Before heading over there, I spotted something I was quite shocked to see.
There were art sculptures we had been seeing for years, made my my friend Randy Melick working with a guy by the name of Keifer, and they were all located along the old Easton and Northern line in a scrap yard of of Bushkill Drive. There were a lot of really cool pieces there, and among them was a rather abstract version of Atlas made of blue steel and bicycles.

All of the sculptures disappeared several years ago, and so when I saw the Atlas at Hugh Moore Park, it was like seeing an old friend.

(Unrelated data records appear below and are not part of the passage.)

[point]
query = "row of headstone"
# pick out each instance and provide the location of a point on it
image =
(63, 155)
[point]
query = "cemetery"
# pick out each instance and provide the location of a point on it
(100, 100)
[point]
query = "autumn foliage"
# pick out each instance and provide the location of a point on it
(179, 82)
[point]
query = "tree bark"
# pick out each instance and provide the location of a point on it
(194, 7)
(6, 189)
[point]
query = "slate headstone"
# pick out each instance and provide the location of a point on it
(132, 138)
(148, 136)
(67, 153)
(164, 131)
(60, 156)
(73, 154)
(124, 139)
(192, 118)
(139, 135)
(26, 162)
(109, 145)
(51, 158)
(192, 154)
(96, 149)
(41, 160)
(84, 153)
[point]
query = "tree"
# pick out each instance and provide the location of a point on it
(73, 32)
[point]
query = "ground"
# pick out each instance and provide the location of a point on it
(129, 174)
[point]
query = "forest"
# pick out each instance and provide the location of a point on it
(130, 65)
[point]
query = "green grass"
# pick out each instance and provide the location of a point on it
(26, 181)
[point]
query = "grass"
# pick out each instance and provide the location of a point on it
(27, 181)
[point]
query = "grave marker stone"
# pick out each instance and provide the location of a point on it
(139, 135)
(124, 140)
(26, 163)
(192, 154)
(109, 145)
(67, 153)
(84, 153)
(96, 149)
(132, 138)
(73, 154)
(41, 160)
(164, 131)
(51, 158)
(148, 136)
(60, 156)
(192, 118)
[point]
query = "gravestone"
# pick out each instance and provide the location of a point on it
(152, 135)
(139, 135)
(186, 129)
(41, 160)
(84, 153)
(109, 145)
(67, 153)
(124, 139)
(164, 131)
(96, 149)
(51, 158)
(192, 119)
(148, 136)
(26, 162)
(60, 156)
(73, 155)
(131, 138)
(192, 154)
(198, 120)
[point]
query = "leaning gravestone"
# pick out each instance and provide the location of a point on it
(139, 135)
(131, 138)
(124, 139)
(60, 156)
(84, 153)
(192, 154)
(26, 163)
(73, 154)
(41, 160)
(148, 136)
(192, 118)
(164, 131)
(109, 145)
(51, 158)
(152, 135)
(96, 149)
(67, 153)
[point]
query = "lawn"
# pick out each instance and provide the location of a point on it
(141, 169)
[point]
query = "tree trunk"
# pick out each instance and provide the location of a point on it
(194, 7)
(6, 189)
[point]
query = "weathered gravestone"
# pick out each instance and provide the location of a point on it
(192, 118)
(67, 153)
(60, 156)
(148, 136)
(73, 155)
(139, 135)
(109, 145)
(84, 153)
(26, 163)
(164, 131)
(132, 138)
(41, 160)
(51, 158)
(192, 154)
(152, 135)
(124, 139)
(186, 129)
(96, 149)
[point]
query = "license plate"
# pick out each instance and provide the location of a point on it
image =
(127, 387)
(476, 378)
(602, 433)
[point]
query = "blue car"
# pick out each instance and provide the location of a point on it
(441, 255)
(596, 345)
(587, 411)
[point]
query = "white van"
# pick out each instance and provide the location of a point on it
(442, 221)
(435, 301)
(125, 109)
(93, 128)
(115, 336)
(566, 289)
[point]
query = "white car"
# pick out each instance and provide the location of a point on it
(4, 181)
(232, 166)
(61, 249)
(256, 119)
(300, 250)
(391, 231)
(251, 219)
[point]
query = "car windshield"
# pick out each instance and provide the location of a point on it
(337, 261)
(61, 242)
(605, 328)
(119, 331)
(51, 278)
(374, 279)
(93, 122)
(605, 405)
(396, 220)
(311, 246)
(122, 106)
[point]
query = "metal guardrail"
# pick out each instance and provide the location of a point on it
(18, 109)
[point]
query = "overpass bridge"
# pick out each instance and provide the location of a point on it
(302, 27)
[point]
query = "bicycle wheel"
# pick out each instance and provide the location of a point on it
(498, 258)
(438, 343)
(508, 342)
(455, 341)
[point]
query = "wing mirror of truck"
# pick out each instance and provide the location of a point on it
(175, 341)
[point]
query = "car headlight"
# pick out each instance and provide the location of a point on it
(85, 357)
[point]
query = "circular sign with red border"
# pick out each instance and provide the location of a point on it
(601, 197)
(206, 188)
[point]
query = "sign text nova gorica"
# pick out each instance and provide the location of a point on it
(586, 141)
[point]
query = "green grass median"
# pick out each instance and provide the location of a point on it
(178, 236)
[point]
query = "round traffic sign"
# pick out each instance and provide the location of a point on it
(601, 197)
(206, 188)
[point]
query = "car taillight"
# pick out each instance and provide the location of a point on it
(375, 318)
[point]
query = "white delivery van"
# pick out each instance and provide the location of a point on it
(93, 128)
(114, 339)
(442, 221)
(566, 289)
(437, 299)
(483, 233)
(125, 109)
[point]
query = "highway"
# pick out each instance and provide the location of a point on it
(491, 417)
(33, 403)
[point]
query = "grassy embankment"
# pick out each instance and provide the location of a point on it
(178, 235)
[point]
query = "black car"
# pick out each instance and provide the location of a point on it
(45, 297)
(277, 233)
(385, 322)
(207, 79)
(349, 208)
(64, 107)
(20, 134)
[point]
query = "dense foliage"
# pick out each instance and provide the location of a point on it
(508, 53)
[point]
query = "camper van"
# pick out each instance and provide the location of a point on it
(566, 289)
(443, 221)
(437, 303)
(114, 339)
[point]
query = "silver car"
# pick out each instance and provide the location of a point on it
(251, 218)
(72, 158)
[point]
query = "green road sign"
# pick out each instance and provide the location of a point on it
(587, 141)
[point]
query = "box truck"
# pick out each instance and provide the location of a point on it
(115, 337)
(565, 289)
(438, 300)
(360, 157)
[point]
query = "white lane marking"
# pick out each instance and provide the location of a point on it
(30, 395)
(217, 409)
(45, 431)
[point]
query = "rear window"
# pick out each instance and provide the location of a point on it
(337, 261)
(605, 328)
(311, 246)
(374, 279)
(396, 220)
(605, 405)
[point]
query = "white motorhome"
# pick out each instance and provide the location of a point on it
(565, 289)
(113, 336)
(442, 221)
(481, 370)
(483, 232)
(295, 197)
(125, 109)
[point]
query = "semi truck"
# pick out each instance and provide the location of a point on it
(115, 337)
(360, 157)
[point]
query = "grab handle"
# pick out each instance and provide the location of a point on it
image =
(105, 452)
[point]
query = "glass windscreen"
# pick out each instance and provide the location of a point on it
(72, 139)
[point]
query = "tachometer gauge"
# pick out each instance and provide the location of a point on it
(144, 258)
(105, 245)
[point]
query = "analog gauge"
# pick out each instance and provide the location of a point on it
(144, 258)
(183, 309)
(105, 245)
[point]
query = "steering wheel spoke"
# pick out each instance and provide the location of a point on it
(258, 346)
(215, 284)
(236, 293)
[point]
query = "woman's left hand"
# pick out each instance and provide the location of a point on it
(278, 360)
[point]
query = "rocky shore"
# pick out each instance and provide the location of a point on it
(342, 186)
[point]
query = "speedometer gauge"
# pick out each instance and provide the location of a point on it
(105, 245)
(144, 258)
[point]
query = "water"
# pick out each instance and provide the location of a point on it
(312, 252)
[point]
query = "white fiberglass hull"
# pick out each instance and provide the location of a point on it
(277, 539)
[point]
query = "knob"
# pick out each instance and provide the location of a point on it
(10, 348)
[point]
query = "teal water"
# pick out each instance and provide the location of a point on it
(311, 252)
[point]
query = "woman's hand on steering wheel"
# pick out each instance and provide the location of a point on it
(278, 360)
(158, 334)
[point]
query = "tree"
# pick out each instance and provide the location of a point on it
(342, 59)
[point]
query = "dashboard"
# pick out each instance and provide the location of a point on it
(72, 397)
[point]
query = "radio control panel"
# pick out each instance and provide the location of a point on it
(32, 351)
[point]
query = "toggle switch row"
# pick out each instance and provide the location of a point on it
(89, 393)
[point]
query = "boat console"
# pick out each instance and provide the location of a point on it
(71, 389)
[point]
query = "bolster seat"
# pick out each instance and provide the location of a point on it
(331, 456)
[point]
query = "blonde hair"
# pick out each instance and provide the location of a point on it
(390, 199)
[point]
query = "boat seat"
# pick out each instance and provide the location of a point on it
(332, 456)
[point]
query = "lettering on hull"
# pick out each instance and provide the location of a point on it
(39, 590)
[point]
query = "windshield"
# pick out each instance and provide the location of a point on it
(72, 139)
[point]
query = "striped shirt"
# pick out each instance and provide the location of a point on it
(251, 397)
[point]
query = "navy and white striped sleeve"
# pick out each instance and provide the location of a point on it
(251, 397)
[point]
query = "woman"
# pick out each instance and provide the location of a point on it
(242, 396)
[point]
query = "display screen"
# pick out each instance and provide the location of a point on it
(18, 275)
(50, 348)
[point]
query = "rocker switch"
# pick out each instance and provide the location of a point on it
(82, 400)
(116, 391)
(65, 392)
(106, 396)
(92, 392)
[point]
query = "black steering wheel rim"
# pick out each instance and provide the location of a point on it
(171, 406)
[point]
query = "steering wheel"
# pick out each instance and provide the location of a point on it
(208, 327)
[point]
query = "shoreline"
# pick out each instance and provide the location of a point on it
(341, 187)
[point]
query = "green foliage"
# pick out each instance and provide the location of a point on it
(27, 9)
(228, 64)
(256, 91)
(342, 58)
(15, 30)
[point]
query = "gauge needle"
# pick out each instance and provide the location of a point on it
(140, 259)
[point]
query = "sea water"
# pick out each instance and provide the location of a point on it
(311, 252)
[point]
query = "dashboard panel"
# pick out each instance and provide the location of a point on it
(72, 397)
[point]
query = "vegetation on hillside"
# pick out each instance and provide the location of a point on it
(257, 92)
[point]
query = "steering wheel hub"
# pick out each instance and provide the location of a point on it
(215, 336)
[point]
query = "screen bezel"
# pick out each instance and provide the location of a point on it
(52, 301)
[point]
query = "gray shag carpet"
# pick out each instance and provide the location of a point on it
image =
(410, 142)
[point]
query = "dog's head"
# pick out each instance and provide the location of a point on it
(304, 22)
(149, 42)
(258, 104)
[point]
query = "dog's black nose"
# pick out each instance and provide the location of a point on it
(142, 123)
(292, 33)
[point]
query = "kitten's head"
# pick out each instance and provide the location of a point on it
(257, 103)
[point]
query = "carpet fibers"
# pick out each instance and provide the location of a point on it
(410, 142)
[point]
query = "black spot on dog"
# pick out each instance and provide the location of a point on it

It was rusty at this point, but still looking pretty good.

We could see ruins of some of the old ironworks in the weeds, and we made our way back onto the Lehigh Canal towpath to head east.

 This entire section is really nice because it looks pretty much exactly as it would have in canal days, and they still do excursion rides on it. We continued along, and watched the Norfolk Southern trains passing by on the slope above the canal heading further into Easton.


We continued on to Lock 47, which was a double lock, but only one of them is still in place today. We crossed the canal here down the other side, and then headed beneath the former Easton and Northern Bridge to the old toll building vault and the Outlet Lock.


Outlet Lock was constructed to replace locks 48 and 49, which were buried when the Lehigh Valley Railroad was built through the area. The canal operated as slack water navigation in the Lehigh River from this point back to the Delaware Canal.
We headed from here on along the towpath and approached Rt 611/3rd Street Bridge, above which was the former Central Railroad of New Jersey Bridge over the Lehigh.



We only continued a bit more from there, and turned to the right up to Rt 611. We could then follow that across the 3rd Street Bridge and out to Phillipsburg. We walked along the waterfront and checked out the views of the Morris Canal arch and the dam at the forks of the Lehigh and the Delaware.

It had been a really great day to be out, and to get some more exercise.
Hiking with Everen had become so much better in the past couple of months because he so genuinely smiles and enjoys the time being out. This might have been his last time in his infant seat on the jogger stroller as well, because he was getting too big for it.
I hope I can keep pushing him around for a bit longer, because I do love it.